Po chwili już było wiadomo...
Na oddziale ginekologicznym dwóch dwudziestoparolatków szarpiących się na korytarzu przed jedną z sal. Nie było wyjścia, musiałyśmy pomóc tym dwóm salowym i ich rozdzielić i wyjaśnić to wszystko...
-Panowie, dość tego! Policja! Proszę o spokój!- krzyknęła Ada, jednakże nic to nie dało, poza tym że salowi się odsunęli.
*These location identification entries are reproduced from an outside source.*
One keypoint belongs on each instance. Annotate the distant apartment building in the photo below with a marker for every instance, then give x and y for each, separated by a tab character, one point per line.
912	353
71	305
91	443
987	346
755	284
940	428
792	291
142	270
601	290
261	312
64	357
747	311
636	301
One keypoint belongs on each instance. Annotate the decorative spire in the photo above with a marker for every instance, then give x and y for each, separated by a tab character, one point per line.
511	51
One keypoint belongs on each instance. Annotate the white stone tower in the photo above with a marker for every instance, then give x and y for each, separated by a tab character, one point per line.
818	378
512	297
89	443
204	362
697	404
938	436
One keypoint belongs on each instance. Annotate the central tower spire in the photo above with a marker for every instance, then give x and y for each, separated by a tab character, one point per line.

Westchnęłam tylko, podeszłam do młodzików i założyłam jednemu z nich dźwignię na szyję, aby oderwać go od drugiego, za którego wzięła się Ada z pomocą salowych.
-Co jest kurwa!?- krzyknął ten, którego "unieruchomiłam".
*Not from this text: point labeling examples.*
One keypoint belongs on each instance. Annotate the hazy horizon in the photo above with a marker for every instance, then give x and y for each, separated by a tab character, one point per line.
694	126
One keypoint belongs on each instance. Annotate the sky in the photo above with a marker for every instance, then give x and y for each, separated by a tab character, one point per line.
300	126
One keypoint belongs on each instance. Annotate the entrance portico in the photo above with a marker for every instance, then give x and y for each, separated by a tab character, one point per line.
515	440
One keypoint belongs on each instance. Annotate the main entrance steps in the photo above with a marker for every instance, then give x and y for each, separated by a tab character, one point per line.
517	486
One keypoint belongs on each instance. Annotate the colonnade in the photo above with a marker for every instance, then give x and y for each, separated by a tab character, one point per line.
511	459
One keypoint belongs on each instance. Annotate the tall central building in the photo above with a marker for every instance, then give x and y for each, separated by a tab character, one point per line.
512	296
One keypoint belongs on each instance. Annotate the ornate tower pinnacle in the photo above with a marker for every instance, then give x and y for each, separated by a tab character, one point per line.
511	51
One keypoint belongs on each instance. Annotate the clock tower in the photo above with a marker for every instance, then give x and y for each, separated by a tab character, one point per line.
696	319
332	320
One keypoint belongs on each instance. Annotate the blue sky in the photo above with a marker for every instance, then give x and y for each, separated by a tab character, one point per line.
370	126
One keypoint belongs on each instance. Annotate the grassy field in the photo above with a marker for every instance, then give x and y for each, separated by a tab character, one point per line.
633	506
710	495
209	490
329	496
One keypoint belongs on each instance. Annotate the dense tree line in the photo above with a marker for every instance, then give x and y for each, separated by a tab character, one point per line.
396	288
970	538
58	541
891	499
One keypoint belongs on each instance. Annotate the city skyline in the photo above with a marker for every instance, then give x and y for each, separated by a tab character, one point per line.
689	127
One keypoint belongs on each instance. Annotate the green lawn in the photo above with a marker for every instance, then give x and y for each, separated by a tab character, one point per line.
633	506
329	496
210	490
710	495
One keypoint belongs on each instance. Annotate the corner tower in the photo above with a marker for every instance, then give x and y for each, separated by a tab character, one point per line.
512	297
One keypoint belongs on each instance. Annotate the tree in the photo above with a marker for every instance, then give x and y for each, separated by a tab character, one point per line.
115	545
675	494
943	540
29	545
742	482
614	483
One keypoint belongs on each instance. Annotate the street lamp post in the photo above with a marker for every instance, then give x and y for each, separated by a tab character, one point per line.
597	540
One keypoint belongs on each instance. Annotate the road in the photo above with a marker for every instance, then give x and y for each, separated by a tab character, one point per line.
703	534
-Byłam nazywana różnie, ale kurwą nie jestem!- prychnęłam i dodałam -Policja!
Wtedy oboje przestali się szamotać, wiedząc już że są w czarnej dupie...
-Starsza aspirant Wieczorek, Młodsza aspirant Kowalewska, Miejska!- wylegitymowałam nas, a Ada wyciągnęła notes -Poproszę dowodziki od panów...- spojrzałam na obu krytycznie i nagląco za razem. Oboje "poklepali" się po kieszeniach, po czym podali mojej partnerce swoje dowody tożsamości. Brunetka szybko ich spisała, po czym oddała im je, a ja rozpoczęłam wstępne "przesłuchanie", chcąc dowiedzieć się o co poszło... 
-No panowie! To teraz ładnie, wszystko nam opowiecie! O co wam poszło!?- spytałam ich, z fałszywą radością, której nie wyczuli w moim głosie.
-To on zaczął!- ryknęli jednocześnie, oskarżycielsko wskazując na siebie nawzajem, po czym zaczęli wszystko opowiadać, przekrzykując się nawzajem i oskarżając.
-DOŚĆ!- wystarczyło że powiedziałam raz, a od razu zamilkli. Nie powiem, połechtało mi to trochę ego...
-Po kolei! Najpierw pan Marcin!- wskazała na stojącego obok mnie blondyna Ada.
-Ten sku.. człowiek- zmitygował się, aż drżąc, tak w nim buzował gniew -Twierdzi że moja żona nie jest moją żoną!- powiedział na granicy spokoju.
-A pan co na to, panie Karolu!?- spojrzała na drugiego z mężczyzn. W czasie gdy my z nimi gadaliśmy, pielęgniarki uwijały się z "poskładaniem ich do kupy". Dość szybko się z tym ogarniały szczerze mówiąc...
-Bo Asia to moja żona!- wybuchł drugi z nich. Myślałam że będzie to długie i żmudne przesłuchanie, ale się myliłam... W tej samej chwili z sali przed którą staliśmy, wyszły dwie kobiety z małymi, różowymi zawiniątkami na rękach.
-Karol!? / Marcin?! O co tu chodzi!?- spojrzały na swoich mężów zszokowane.
-Asia!?- oni spojrzeli na nie, jakby je pierwszy raz w życiu widzieli. 
-A kto?! Duch święty debilu?!- odpowiedziały chórem, a ja i Ada musiałyśmy użyć całej siły woli, aby się nie zaśmiać...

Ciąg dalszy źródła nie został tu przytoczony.